La cattura di una fotografia

Nel selezionare cosa sta dentro e cosa sta fuori dall’inquadratura, si compie un gesto che nascendo dal cortocircuito fra la realtà osservata e il mio personale vissuto, fa assumere alla fotografia lo stesso valore del lettino dello psicanalista.

Linee, sguardi, contrasti o prospettive diventano così segni e metafore il cui significato va ben oltre il dato sensibile; così vissuta, la foto che nasce nell’istante del click parla molto più del fotografo che dell’oggetto fotografato.
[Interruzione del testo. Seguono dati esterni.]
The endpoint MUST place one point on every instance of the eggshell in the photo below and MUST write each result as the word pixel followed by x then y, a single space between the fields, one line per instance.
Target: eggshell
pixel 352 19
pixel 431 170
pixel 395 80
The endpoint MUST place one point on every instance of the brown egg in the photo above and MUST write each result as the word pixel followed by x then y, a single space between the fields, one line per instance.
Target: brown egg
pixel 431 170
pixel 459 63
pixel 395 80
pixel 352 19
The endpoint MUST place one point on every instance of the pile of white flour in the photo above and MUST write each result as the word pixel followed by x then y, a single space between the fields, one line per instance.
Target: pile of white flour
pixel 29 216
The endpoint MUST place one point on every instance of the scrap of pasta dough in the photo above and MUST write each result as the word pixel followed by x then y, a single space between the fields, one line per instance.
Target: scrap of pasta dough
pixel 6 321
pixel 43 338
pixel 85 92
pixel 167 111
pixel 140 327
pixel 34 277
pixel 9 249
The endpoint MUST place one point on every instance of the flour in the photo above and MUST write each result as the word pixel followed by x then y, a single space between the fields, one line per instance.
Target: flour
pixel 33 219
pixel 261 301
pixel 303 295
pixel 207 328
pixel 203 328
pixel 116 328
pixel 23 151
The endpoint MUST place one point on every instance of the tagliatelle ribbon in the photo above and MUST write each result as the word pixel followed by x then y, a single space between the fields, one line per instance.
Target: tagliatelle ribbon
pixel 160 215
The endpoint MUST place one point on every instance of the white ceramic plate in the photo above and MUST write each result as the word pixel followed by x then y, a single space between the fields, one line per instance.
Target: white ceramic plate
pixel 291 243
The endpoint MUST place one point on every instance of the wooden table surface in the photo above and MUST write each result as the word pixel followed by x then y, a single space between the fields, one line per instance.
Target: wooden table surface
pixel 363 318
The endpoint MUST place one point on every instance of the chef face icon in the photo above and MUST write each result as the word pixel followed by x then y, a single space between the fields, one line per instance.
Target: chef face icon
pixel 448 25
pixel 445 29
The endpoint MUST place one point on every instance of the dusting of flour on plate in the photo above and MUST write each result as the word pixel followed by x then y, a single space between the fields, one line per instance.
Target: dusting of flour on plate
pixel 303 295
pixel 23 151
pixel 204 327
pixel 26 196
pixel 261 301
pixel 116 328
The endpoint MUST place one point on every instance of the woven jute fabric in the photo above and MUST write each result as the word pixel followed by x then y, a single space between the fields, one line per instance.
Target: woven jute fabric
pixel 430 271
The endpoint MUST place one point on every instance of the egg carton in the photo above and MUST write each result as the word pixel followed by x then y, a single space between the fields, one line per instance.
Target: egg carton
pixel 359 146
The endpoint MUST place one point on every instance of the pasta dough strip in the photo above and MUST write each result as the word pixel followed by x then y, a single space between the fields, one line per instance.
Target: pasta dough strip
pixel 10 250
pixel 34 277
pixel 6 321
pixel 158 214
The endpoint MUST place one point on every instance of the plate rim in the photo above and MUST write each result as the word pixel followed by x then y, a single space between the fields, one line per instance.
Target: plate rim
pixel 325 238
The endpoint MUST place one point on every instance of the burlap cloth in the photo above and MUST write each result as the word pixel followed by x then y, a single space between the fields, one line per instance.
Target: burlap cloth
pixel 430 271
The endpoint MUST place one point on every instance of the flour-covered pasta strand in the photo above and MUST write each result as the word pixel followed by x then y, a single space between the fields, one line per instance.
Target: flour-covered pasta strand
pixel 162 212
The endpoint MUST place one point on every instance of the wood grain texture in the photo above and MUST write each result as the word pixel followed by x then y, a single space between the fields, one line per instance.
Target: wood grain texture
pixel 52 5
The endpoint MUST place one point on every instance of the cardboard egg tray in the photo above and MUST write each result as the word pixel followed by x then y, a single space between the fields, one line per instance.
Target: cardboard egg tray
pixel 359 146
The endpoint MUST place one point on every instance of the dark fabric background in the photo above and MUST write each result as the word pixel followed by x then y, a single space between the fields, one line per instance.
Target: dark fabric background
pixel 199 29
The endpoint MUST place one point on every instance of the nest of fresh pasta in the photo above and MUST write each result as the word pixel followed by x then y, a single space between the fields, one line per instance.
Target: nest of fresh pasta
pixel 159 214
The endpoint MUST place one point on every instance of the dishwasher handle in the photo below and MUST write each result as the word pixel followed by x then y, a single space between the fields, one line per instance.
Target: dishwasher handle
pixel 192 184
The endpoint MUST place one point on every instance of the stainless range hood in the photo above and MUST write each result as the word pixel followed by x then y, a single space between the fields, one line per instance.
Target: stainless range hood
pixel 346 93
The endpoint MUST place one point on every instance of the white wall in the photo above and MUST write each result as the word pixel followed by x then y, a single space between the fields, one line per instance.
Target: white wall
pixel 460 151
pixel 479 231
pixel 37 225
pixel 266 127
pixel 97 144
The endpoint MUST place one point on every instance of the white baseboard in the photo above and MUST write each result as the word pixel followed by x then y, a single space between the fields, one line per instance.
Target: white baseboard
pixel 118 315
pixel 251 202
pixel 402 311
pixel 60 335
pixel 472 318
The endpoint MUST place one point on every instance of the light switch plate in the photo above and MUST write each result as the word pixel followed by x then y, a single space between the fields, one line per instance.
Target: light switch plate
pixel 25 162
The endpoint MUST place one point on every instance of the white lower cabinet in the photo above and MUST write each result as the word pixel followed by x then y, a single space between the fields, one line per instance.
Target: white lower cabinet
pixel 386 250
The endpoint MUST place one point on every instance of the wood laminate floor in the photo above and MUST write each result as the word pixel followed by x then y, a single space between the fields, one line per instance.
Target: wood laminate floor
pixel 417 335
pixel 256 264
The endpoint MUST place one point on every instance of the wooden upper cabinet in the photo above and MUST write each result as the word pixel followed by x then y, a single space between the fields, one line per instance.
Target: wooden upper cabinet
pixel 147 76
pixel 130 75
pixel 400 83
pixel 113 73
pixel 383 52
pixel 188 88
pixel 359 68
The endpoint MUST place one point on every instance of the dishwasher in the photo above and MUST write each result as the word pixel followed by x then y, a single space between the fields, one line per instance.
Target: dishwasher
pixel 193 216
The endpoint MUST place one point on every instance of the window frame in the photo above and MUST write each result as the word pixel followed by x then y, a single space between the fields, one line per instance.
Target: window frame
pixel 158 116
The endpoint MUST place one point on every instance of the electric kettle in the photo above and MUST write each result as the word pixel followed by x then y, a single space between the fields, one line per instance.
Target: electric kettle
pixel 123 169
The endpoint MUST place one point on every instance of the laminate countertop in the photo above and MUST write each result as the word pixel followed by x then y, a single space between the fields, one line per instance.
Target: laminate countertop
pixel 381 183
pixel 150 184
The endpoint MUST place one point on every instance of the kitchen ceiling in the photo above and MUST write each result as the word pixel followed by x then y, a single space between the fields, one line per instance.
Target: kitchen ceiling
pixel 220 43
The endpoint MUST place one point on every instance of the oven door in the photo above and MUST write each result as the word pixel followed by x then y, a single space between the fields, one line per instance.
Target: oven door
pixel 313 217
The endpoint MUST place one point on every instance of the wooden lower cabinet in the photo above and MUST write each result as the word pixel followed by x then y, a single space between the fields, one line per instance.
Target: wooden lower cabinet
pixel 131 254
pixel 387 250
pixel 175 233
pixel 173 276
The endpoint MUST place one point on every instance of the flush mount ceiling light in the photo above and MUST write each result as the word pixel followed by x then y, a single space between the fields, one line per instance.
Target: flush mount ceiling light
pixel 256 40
Questa interpretazione della fotografia mi ha portato a preferire il linguaggio del bianco-nero che contiene un’essenzialità comunicativa e impone una rigorosa educazione dello sguardo, e l’approccio analogico che, come la vita, contiene strutturalmente l’imperfezione e quella dose d’imprevisto che non lascia mai del tutto tranquillo.

La tecnica con cui fotografo

L’approccio

Credo nel grande mantra dell’essenzialità e, al di la del buon corredo di macchine, ho per scelta pochi obiettivi per potermi muovere, soprattutto nella street, il più possibile anonimamente. Mi danno fastidio le borse, i teleobiettivi esibiti come i SUV la domenica, le attrezzature ingombranti e tutto ciò che è vistoso in genere.

Lo scatto

Fare fotografie viene spesso immaginato come un gesto semplice, ripetitivo, in fin dei conti un pò scontato e casuale. 
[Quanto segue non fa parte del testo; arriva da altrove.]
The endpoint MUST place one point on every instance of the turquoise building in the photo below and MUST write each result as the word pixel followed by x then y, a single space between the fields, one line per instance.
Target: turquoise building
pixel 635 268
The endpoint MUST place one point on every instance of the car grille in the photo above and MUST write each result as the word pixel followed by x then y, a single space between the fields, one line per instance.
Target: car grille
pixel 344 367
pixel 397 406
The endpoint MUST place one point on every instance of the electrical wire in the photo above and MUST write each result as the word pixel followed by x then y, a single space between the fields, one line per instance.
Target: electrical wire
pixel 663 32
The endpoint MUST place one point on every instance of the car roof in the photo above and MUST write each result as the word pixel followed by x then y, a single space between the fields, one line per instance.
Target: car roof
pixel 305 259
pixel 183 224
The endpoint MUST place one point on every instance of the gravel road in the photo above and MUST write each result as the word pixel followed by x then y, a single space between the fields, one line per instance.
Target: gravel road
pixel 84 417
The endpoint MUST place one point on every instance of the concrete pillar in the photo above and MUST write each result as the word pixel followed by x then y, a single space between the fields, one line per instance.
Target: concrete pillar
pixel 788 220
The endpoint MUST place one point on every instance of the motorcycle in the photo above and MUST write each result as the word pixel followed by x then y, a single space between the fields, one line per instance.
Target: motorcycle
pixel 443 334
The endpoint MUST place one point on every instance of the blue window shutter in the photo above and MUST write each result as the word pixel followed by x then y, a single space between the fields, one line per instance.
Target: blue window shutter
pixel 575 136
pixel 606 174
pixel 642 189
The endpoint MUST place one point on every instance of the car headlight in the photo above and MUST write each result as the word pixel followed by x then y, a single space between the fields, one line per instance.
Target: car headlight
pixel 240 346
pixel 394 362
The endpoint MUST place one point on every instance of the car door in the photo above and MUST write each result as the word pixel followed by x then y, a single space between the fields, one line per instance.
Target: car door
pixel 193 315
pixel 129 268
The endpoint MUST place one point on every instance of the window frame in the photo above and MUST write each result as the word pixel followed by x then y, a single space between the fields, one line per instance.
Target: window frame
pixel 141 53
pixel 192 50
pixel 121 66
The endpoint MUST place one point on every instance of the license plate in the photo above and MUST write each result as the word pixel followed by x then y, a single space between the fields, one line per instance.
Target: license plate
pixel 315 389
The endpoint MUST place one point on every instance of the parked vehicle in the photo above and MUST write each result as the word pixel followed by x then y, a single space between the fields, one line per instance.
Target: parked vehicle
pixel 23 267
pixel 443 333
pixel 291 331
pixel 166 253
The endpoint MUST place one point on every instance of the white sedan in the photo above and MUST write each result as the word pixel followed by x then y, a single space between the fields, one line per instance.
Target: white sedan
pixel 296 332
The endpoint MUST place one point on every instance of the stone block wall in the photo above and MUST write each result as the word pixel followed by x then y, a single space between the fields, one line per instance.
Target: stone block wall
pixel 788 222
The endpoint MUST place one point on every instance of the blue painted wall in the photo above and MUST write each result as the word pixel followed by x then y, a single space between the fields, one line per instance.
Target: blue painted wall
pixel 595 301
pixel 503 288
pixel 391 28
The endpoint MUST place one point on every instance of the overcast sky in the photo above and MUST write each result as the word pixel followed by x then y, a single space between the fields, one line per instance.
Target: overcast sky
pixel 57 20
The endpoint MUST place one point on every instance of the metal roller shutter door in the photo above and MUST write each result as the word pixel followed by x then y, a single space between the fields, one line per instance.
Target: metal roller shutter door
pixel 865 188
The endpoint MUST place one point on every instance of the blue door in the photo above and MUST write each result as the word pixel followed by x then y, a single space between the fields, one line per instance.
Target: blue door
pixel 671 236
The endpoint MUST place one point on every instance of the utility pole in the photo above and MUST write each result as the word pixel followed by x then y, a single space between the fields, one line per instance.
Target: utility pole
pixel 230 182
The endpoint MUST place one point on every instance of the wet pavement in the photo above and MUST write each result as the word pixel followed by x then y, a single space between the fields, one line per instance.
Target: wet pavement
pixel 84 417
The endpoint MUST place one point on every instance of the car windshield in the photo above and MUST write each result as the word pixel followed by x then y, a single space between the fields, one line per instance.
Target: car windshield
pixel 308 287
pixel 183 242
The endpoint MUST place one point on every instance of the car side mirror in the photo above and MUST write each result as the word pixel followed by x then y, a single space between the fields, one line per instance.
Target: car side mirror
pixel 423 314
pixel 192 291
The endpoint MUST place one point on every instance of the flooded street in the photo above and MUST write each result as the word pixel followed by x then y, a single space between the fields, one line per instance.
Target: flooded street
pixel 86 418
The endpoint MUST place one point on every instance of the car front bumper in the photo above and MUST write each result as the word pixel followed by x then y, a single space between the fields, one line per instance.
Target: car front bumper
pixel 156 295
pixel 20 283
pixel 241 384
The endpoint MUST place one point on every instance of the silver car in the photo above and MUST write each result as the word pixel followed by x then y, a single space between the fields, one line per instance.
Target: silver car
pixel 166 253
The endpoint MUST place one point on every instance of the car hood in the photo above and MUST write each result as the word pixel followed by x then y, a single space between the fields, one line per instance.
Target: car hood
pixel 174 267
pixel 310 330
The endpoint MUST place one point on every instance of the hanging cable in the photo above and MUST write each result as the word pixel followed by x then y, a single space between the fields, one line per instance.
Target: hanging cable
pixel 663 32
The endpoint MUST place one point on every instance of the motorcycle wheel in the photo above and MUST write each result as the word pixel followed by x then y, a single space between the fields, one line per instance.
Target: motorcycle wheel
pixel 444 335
In realtà è un gesto largamente influenzato da almeno tre fattori; il fotografo, il soggetto e lo strumento

La fotografia di strada impone rapidità, innanzi tutto mentale, nel cogliere le situazioni, percepire “quando”, “dove” e “come” accadrà qualcosa di significativo in un contesto, quello urbano, caratterizzato da un incessante divenire. L’attenzione è tutta nel cogliere quell’attimo preciso in cui il caos prende una forma definita – cioè un significato – per perderlo nell’attimo seguente; il prima e il dopo sono esclusi. L’attimo si eternizza.

Quando si mette “…sulla stessa linea di mira il cuore la mente e l’occhio” (Henri Cartier-Bresson), la macchina diventa così un prolungamento di sé.
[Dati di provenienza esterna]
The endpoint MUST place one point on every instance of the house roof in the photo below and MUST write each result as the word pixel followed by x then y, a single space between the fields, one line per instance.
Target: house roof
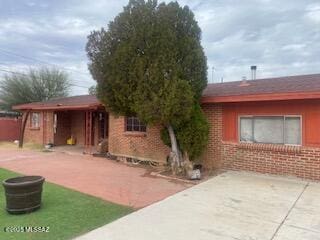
pixel 67 103
pixel 281 88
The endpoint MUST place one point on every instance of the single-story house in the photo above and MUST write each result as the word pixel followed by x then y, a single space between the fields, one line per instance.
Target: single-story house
pixel 266 125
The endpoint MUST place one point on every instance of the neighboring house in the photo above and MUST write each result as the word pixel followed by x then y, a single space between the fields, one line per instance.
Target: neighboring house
pixel 267 125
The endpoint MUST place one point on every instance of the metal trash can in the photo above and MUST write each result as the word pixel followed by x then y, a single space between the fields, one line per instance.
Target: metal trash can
pixel 23 194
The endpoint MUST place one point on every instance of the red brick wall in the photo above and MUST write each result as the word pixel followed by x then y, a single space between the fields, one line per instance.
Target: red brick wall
pixel 144 146
pixel 302 162
pixel 9 129
pixel 212 155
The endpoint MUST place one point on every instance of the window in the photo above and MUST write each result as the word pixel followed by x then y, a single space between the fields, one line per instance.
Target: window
pixel 35 120
pixel 133 124
pixel 271 129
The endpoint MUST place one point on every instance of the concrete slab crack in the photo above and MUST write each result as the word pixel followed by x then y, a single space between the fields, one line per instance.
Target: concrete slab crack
pixel 293 205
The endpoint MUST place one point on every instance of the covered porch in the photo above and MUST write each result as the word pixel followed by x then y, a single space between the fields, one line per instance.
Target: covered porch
pixel 82 119
pixel 86 129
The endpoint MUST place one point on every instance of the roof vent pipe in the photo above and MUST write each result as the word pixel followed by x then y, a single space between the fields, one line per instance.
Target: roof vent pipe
pixel 253 72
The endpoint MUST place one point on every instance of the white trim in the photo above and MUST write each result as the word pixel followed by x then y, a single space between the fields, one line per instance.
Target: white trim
pixel 264 115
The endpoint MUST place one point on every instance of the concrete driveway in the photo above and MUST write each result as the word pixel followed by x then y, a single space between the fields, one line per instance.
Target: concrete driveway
pixel 231 206
pixel 100 177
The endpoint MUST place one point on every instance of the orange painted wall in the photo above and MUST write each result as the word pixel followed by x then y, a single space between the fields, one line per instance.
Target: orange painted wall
pixel 308 109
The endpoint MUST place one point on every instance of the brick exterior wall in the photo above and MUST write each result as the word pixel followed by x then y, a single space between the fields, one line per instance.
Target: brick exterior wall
pixel 143 146
pixel 212 155
pixel 302 162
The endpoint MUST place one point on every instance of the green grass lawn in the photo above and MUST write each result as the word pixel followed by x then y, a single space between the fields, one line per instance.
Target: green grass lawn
pixel 67 213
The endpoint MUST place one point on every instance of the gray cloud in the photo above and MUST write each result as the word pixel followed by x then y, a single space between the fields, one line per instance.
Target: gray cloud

La fotografia di paesaggio – soprattutto quella del “grande formato” – è una esperienza pressoché opposta. La lentezza domina. Si parte prima, molto prima. Immaginare il soggetto e pensare alle condizioni ideali di luce. Scegliere la pellicola. Raggiungere il posto. Estrarre la macchina, aprire il treppiede, metterlo in bolla, sistemare la macchina fotografica e settarla “a zero”. Misurare la luce riflessa, determinare la coppia tempi/diaframmi, correggere i valori per effetto di eventuali filtri o di contrasti non ottimali. Annotare il tutto per la fase di stampa. Inserire lo chassis, estrarre il volè, controllare il tutto. Finalmente tutto è pronto. Click… mezz’ora almeno, di più se al momento dello scatto le condizioni non sono più quelle ideali… E’ una fotografia meditativa, rallentata, una fotografia del “momento anticipato” (Richard Misrach) cioè quell’attimo in cui si decide ove posare il cavalletto e dove orientare l’obbiettivo; il resto è attesa. “E’ il tempo, non lo spazio, a trovarsi al centro della rappresentazione” (Francesco Zanot).